DA VIDA À VIVÊNCIA - INTRODUÇÃO

 
 

Samuel Moreira da Silva

 

"Ter hominidade é fazer-se homem,
fazer-se homem é hominizar-se e
hominizar-se é temporizar-se,
no exercício da cogitação intelectiva".
Lourenço.

O humano surge (...) ao surgir a linguagem, mas se constitui de fato como tal na conservação de um modo de viver particular centrado no compartilhamento de alimentos, na colaboração de machos e fêmeas, na criação da prole, no encontro sensual individualizado recorrente, no conversar.
Maturana. [1]

 

 

Reflexões de Secundo, "com seus botões", em face da expressão de Primo. Fala-solilóquio de Secundo ensaiando fazer-se Primo. Assim será esta introdução. Mais que a função noticiadora, interfabular, entre sócios, que determina um pensar, será destaque a função intrafabular, vivencial reminiscente. Terá muito da fala interior, da fala comigo mesmo.

No grande acervo legado pelo Prof. J. Lourenço de Oliveira, em alguma página de livro [2], em alguma margem de página de livro, ou em algum fólio inédito, o leitor encontrará diferentes versões da seguinte fábula:

"No princípio era o objeto.

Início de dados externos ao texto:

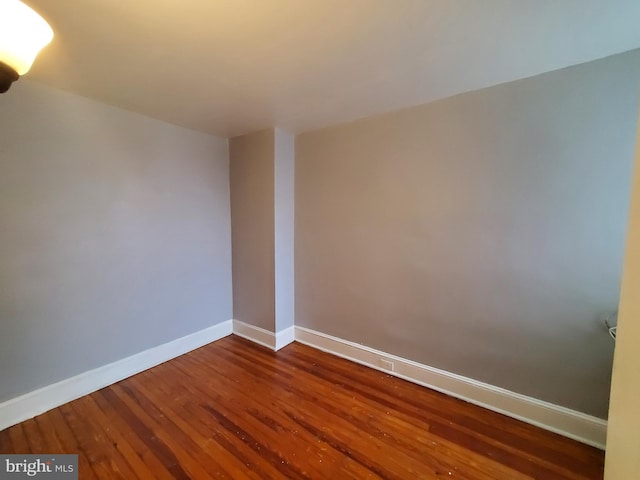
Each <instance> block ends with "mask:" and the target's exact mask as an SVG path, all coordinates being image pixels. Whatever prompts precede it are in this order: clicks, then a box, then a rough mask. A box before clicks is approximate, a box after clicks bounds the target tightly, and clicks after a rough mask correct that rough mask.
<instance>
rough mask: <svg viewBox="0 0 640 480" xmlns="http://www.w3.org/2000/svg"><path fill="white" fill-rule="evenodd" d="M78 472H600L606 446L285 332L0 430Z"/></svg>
mask: <svg viewBox="0 0 640 480" xmlns="http://www.w3.org/2000/svg"><path fill="white" fill-rule="evenodd" d="M0 452H2V453H78V454H79V462H80V467H79V469H80V478H81V479H110V478H122V479H127V480H130V479H135V478H143V479H153V478H158V479H186V478H193V479H208V478H229V479H256V480H262V479H269V478H283V479H346V478H388V479H398V478H401V479H417V478H427V479H431V478H458V479H465V480H475V479H492V480H494V479H508V480H519V479H530V478H538V479H545V480H547V479H576V480H577V479H598V478H602V471H603V463H604V454H603V452H601V451H599V450H597V449H594V448H591V447H588V446H585V445H582V444H580V443H577V442H574V441H572V440H569V439H566V438H564V437H561V436H558V435H555V434H553V433H549V432H546V431H544V430H541V429H538V428H536V427H533V426H531V425H528V424H525V423H522V422H519V421H517V420H513V419H511V418H508V417H505V416H502V415H500V414H497V413H494V412H491V411H488V410H485V409H482V408H479V407H476V406H473V405H471V404H468V403H465V402H462V401H460V400H456V399H453V398H450V397H447V396H446V395H442V394H440V393H437V392H434V391H432V390H429V389H426V388H423V387H419V386H417V385H413V384H411V383H409V382H405V381H403V380H400V379H397V378H394V377H391V376H388V375H386V374H384V373H381V372H378V371H375V370H372V369H369V368H366V367H363V366H360V365H357V364H354V363H351V362H348V361H346V360H343V359H340V358H337V357H334V356H332V355H328V354H325V353H323V352H320V351H317V350H314V349H312V348H309V347H306V346H304V345H301V344H298V343H294V344H292V345H289V346H287V347H285V348H284V349H282V350H280V351H279V352H278V353H273V352H271V351H269V350H267V349H264V348H262V347H260V346H257V345H255V344H252V343H251V342H248V341H246V340H243V339H240V338H238V337H235V336H231V337H227V338H225V339H222V340H219V341H218V342H216V343H214V344H212V345H209V346H206V347H203V348H201V349H198V350H195V351H193V352H191V353H189V354H187V355H183V356H182V357H179V358H177V359H174V360H172V361H170V362H167V363H164V364H162V365H159V366H157V367H155V368H153V369H151V370H147V371H146V372H143V373H141V374H139V375H136V376H134V377H131V378H129V379H126V380H124V381H122V382H119V383H117V384H115V385H112V386H110V387H107V388H104V389H102V390H100V391H98V392H95V393H93V394H91V395H88V396H86V397H82V398H80V399H78V400H76V401H73V402H71V403H68V404H65V405H63V406H61V407H59V408H56V409H54V410H52V411H50V412H47V413H45V414H43V415H40V416H38V417H36V418H35V419H32V420H28V421H26V422H23V423H21V424H19V425H15V426H13V427H11V428H8V429H6V430H4V431H2V432H0Z"/></svg>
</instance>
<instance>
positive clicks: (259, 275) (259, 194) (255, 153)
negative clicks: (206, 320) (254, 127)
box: [229, 129, 275, 332]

Havia o sol o monte o rio a planta a ave o peixe o quadrúpede o homínida. Mas eram coisas ainda sem nome, adhuc sine nomine res, porque ainda não existia o sujeito.

Um dia, na paciência genésica das origens, dois homínidas, começaram a manifestar, pela voz, a representação de uma idéia. Eram eles Primo e Secundo. Aí começaram a ter nome o sol o monte o rio a planta a ave o peixe o quadrúpede. E o homínida se fez homem, et homo factus est, ao se fazer sujeito, frente a frente com o objeto.

A esse objeto ele foi transformando em "reais", internados no espírito, o seu espírito de Sujeito. E esses reais eram repercussões dos procedimentos do Objeto. E essas repercussões eram associáveis a vozes com que a fala de Primo, dirigida a Secundo, foi sendo capaz de veicular as imagens do Universo."

Essa narração/expressão, essa fábula, revela o esforço criativo de quem faz obra de arte, de quem busca o requinte da forma, de quem elabora e aperfeiçoa sua fala, de quem busca os feitos de estilo, na liberdade da reflexão. Em todas as suas obras, de lingüística, ou não, revelando a consciência da fala como expressão do homem, J. Lourenço mostra esse esforço de expressão. A disciplina, o léxico revigorado - ressuscitado - na busca da precisão, a gradação de matizes, a tintura de subjetivo no objetivado, a feitura de mundo na medida do espírito, o veiculado tingido de participação humana, o esforço na modelagem do mundo interior, a ascensão estética em harmonia com o amadurecimento racional, esses traços todos criam - em sua fala - a aderência do pensamento à expressão. Não é à toa que Carlos Drummond de Andrade viu-o " identificado com a Cidade das Letras, e delas conhecendo os segredos" [3]. É difícil - eis um traço de arte em sua obra - falar das idéias de J. Lourenço, sem se valer da expressão lingüística de que ele se serviu. É preciso dizer que não é difícil a articulação de seu estilo, embora a leitura não seja fácil e fluida. Seu vocabulário é idiossincrático, recorrente, mas garante quase sempre precisão. Ora, ele mesmo ensina, alhures [4], que a ignorância humana é um entrave social que pede tempo, que o bem comum dos recursos expressivos se deixa sedimentar apenas devagar. A expressão nasce lenta, paciente - diz ele. Ensina também que não há troca de idéias. A comunicação humana pressupõe a dinamia bipolar dos sócios interagentes: Primo e Secundo devem ser dois pólos de vivências análogas - condição necessária para que haja sintonia - sintonia de suas representações - na intersubjetividade de comunicantes. No circuito da fala, portanto, - ao contrário do que faziam-no crer Ferdinand de Saussure e outros estudiosos - Secundo não é um parceiro passivo.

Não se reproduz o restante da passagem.